Proposal for a New Tagging Scheme

James Tauber edited this page Jan 30, 2018 · 20 revisions

NOTE: I'm punting some of this (e.g. anything related to part-of-speech or to aspect/tense). For the stuff that I'm actively considering, see Handling Ambiguity.

Many of these are changes I've wanted to make for a long time, others are more recent ideas.

The beginnings of this proposal came out of discussions with Mike Aubrey at SBL 2014 but should not necessarily be taken an an endorsement by him.

I will make these changes on a branch (although not all at once) so people can see the result but I am still keen for discussion and feedback.
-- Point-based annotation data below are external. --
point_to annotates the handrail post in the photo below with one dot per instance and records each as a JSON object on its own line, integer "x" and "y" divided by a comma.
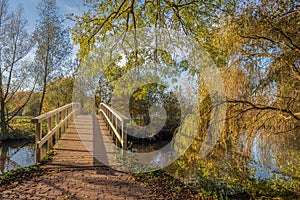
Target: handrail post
{"x": 124, "y": 134}
{"x": 38, "y": 136}
{"x": 50, "y": 142}
{"x": 61, "y": 116}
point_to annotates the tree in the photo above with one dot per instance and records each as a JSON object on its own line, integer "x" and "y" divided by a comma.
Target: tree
{"x": 15, "y": 44}
{"x": 53, "y": 44}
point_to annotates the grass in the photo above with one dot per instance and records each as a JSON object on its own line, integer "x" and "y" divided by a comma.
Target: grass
{"x": 23, "y": 173}
{"x": 162, "y": 184}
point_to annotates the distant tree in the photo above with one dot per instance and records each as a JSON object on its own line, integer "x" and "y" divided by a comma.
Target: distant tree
{"x": 53, "y": 44}
{"x": 15, "y": 44}
{"x": 59, "y": 93}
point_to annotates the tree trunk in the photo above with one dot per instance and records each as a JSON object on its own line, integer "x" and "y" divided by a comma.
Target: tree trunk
{"x": 3, "y": 124}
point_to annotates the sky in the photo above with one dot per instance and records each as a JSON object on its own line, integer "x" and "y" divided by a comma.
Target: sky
{"x": 65, "y": 7}
{"x": 30, "y": 13}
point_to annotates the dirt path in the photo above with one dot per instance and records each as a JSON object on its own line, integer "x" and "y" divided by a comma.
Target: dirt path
{"x": 98, "y": 183}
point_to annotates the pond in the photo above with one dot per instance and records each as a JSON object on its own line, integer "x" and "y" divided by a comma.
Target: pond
{"x": 16, "y": 154}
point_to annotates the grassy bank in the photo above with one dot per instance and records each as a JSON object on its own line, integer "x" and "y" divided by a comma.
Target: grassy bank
{"x": 23, "y": 173}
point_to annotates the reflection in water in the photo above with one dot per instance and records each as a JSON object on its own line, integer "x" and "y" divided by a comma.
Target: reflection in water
{"x": 16, "y": 154}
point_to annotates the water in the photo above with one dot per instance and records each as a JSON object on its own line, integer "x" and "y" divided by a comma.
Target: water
{"x": 16, "y": 154}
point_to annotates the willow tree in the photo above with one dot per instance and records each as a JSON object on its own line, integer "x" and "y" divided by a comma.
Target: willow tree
{"x": 53, "y": 44}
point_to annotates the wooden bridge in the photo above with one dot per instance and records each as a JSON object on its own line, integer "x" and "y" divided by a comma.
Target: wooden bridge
{"x": 80, "y": 140}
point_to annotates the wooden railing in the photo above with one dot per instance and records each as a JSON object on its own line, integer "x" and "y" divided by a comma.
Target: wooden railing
{"x": 116, "y": 123}
{"x": 50, "y": 126}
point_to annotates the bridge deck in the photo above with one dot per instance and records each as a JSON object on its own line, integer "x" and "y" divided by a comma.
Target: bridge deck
{"x": 83, "y": 144}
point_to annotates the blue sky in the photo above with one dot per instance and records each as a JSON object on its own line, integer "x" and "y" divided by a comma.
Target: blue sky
{"x": 65, "y": 7}
{"x": 30, "y": 13}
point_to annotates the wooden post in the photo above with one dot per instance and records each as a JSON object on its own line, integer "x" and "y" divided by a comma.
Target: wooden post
{"x": 38, "y": 136}
{"x": 50, "y": 141}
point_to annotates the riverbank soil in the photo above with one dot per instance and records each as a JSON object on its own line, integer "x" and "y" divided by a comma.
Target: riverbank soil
{"x": 96, "y": 183}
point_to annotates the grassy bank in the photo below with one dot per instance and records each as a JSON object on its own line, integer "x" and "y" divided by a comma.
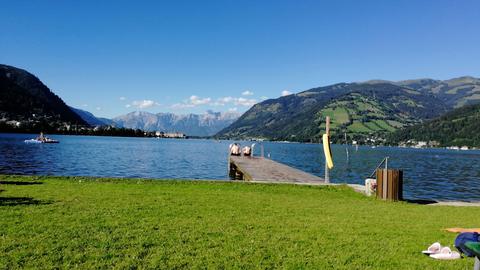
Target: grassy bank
{"x": 51, "y": 222}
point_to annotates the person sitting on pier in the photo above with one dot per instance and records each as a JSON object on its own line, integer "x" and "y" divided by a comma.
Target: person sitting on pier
{"x": 247, "y": 151}
{"x": 235, "y": 150}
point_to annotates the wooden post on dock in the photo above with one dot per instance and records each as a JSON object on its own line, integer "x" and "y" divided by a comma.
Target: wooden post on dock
{"x": 327, "y": 131}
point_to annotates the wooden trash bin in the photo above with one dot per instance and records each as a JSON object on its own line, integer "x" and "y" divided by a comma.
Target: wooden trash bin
{"x": 390, "y": 184}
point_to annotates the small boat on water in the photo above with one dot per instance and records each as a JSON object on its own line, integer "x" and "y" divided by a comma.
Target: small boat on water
{"x": 41, "y": 139}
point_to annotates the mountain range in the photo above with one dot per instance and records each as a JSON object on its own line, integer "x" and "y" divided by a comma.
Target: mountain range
{"x": 460, "y": 127}
{"x": 362, "y": 110}
{"x": 206, "y": 124}
{"x": 23, "y": 97}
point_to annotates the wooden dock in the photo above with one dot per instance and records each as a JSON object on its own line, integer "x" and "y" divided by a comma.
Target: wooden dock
{"x": 259, "y": 169}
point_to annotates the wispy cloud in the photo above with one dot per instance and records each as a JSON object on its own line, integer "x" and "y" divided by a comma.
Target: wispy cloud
{"x": 245, "y": 102}
{"x": 195, "y": 100}
{"x": 286, "y": 93}
{"x": 143, "y": 104}
{"x": 192, "y": 102}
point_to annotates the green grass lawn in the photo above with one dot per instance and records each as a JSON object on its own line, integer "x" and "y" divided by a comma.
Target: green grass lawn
{"x": 53, "y": 222}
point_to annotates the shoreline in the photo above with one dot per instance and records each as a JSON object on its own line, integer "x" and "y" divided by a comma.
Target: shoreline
{"x": 355, "y": 187}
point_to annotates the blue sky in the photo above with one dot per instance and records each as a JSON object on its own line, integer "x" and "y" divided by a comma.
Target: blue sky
{"x": 113, "y": 57}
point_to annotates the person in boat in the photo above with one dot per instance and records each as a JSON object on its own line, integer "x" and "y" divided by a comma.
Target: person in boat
{"x": 41, "y": 138}
{"x": 247, "y": 151}
{"x": 235, "y": 150}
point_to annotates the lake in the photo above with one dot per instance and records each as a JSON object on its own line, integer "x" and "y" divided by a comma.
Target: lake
{"x": 438, "y": 174}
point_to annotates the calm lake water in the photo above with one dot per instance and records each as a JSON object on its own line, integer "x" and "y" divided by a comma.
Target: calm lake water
{"x": 428, "y": 173}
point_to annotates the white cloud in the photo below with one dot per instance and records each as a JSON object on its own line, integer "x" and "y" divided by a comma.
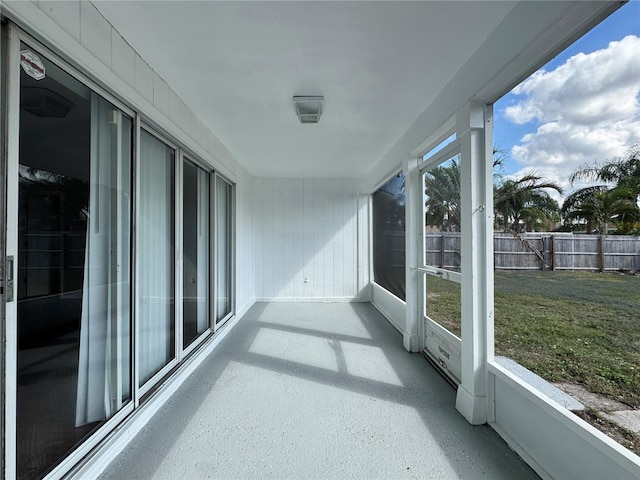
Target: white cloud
{"x": 586, "y": 110}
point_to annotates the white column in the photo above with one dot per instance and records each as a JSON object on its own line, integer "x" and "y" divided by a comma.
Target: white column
{"x": 474, "y": 127}
{"x": 413, "y": 244}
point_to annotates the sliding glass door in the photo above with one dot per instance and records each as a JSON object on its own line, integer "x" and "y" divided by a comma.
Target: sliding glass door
{"x": 122, "y": 255}
{"x": 195, "y": 249}
{"x": 73, "y": 291}
{"x": 224, "y": 251}
{"x": 156, "y": 256}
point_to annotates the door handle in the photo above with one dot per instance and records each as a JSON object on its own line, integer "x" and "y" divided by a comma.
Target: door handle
{"x": 9, "y": 278}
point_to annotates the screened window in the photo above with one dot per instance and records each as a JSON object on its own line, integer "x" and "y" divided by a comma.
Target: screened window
{"x": 389, "y": 236}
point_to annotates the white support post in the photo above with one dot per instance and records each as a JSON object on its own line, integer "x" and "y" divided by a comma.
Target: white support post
{"x": 413, "y": 245}
{"x": 474, "y": 126}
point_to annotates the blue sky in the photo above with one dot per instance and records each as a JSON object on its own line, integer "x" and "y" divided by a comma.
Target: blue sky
{"x": 583, "y": 106}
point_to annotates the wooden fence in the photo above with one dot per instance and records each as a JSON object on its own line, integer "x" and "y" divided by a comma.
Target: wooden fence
{"x": 543, "y": 251}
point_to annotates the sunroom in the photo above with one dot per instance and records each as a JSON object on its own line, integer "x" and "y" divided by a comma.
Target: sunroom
{"x": 172, "y": 168}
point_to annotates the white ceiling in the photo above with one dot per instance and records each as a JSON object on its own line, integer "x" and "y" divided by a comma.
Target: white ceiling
{"x": 379, "y": 65}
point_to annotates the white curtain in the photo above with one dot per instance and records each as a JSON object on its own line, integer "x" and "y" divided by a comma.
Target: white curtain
{"x": 156, "y": 253}
{"x": 203, "y": 251}
{"x": 103, "y": 380}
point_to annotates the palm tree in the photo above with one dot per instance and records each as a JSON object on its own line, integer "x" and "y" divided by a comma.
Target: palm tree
{"x": 624, "y": 172}
{"x": 598, "y": 206}
{"x": 442, "y": 193}
{"x": 525, "y": 203}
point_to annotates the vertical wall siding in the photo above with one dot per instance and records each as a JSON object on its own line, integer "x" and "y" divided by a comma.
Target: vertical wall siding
{"x": 305, "y": 228}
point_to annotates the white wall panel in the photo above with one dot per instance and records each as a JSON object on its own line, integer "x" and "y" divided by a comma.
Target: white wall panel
{"x": 244, "y": 242}
{"x": 306, "y": 229}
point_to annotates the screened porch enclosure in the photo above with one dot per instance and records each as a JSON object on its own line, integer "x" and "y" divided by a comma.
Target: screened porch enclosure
{"x": 205, "y": 286}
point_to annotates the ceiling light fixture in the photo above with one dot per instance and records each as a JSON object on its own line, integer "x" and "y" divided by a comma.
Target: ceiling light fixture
{"x": 308, "y": 108}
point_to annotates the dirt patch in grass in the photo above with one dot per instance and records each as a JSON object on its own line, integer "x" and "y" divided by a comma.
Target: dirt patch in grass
{"x": 573, "y": 327}
{"x": 621, "y": 435}
{"x": 570, "y": 327}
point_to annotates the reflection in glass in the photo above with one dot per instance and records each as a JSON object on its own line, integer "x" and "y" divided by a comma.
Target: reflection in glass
{"x": 73, "y": 267}
{"x": 442, "y": 242}
{"x": 389, "y": 236}
{"x": 156, "y": 284}
{"x": 224, "y": 232}
{"x": 195, "y": 302}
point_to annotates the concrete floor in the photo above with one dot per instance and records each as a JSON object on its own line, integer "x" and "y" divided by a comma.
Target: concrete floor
{"x": 315, "y": 391}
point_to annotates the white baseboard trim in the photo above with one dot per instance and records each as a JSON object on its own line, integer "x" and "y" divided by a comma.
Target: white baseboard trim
{"x": 310, "y": 300}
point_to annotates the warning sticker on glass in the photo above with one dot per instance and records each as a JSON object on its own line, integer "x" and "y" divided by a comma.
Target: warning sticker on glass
{"x": 31, "y": 64}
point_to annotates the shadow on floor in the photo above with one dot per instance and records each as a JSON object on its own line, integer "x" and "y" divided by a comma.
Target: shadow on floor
{"x": 315, "y": 391}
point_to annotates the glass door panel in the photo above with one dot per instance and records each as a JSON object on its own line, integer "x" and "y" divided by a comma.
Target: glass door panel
{"x": 156, "y": 256}
{"x": 224, "y": 226}
{"x": 441, "y": 266}
{"x": 73, "y": 265}
{"x": 195, "y": 247}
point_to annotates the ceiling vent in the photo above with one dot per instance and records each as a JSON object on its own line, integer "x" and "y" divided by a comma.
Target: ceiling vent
{"x": 308, "y": 108}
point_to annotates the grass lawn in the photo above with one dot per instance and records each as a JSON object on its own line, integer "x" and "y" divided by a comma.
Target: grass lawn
{"x": 579, "y": 327}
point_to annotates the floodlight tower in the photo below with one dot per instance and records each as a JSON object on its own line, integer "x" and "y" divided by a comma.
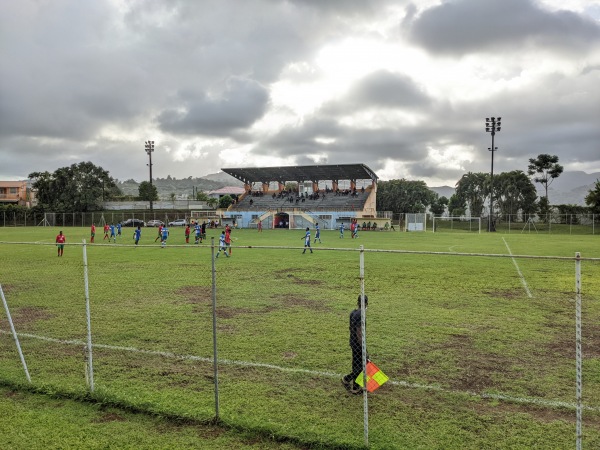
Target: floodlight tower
{"x": 149, "y": 146}
{"x": 492, "y": 125}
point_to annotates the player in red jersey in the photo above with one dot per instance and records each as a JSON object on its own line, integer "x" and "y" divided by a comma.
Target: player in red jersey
{"x": 60, "y": 242}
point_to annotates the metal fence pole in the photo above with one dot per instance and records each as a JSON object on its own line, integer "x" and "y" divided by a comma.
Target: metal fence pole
{"x": 363, "y": 319}
{"x": 14, "y": 333}
{"x": 89, "y": 359}
{"x": 214, "y": 300}
{"x": 578, "y": 362}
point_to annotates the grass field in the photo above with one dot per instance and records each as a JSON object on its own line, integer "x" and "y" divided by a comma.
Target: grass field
{"x": 480, "y": 350}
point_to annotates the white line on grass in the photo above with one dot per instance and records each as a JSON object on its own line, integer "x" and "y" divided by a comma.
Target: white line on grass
{"x": 518, "y": 270}
{"x": 232, "y": 362}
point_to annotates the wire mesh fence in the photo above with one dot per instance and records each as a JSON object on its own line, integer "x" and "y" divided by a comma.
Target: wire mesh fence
{"x": 447, "y": 329}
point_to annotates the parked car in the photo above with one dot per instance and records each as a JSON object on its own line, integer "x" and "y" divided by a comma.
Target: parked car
{"x": 133, "y": 223}
{"x": 178, "y": 223}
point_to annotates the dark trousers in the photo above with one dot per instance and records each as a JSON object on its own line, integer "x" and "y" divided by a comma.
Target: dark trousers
{"x": 356, "y": 365}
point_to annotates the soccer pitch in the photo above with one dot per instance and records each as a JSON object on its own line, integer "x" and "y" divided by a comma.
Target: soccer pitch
{"x": 480, "y": 350}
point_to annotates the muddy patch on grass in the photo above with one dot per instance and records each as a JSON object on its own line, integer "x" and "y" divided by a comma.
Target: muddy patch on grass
{"x": 109, "y": 417}
{"x": 31, "y": 314}
{"x": 195, "y": 294}
{"x": 292, "y": 277}
{"x": 295, "y": 301}
{"x": 506, "y": 293}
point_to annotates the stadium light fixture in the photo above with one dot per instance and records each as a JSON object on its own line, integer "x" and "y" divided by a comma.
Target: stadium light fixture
{"x": 492, "y": 125}
{"x": 149, "y": 147}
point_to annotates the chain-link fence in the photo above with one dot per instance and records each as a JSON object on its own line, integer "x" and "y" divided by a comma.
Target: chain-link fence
{"x": 448, "y": 330}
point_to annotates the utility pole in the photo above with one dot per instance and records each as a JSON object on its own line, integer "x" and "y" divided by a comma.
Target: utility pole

  1. This should be a morphological analysis and not a syntactic or semantic one. Put another way, it should be formal, not functional, and based on the surface form in isolation (other than basic disambiguation). In fact, one of the goals is that the scheme be easy to produce automated analyses with for subsequent further (functional) analysis by humans. Note that I'm not against things like semantically passive verbs being indicated in MorphGNT, just against it being via this set of fields.
  2. Whether a particular parse field is allowed should, wherever possible, be licensed by the part-of-speech tag, not the value of another parse field.
  3. The details below only include changes to the existing data, not new information I am working on such as inflectional classes (which will either live in a separate lexicon or as a new field)
  4. Producing alternative forms of the data, for example in JSON or XML is outside the scope of this proposal.

Specific Proposals

  1. Distinguish proper nouns from common ones, based on their capitalization properties (and likely use the part-of-speech field for this; e.g. NP vs N-).
  2. Distinguish finite verbs from infinitives and participles without abusing the mood field for this purpose (and likely use the part-of-speech field for this, per meta-proposal 2; e.g. VF vs VI vs VP).
  3. Treat neuter nouns as being underspecified in the nominative/accusative case and use a new case value "core" (possibly C) for this.
  4. Treat genitive plurals as unmarked for gender. (OPEN QUESTION: just use - for this or something new like U?)
  5. Introduce a value for gender of "non-neuter" to cover cases where the word is underspecified for masculine vs feminine. (OPEN QUESTIONS: which letter to use for this? Something like A for animate? What about cases that are underspecified for masculine vs neuter?)
  6. Treat adjective degree as derivational rather than inflectional (i.e. treat them as separate lexemes and indicate degree in the lexicon not in the morphological analysis). (OPEN QUESTION: should I use a different part-of-speech for this, effectively moving degree to the second character in the part-of-speech field, e.g. A-, AC, AS?)
  7. (Really just follows on from 2) Only allow the values D, I, S, O for mood.
  8. Only use active and middle A and M values for voice (treating passive as requiring semantic analysis) and not treating θη as formally indicating passive. UPDATE: I might start with the less controversial: P is only used in future and aorist and present, imperfect, perfect and pluperfect always use M where there's currently a P.
  9. Separate aspect and tense into two fields, aspect taking on values for perfective, imperfective and resultative/completive, and tense taking on values for past, non-past and future. (OPEN QUESTIONS: letters to use for this?)
  10. OPEN QUESTION: rethinking pronouns.
  11. only mark vocative where the form is distinct from nominative otherwise just mark as nominative.

Open Questions

Repeated from above for convenience.

  1. should unmarked gender use - or something new like U? UPDATE: Now see Proposal for Gender Tagging.
  2. which letter to use for "non-neuter"? Something like A for animate? UPDATE: Now see Proposal for Gender Tagging.
  3. should there also be a case value of "non-feminine" for cases that are ambiguously masculine/neuter? UPDATE: Now see Proposal for Gender Tagging.
  4. should adjective degree be marked as a sub-type of part-of-speech (e.g. A-, AC, AS)?
  5. which letters should be used for aspects and tenses?
  6. how do we indicate the future infinitive? have a future tense
  7. how should we do pronouns?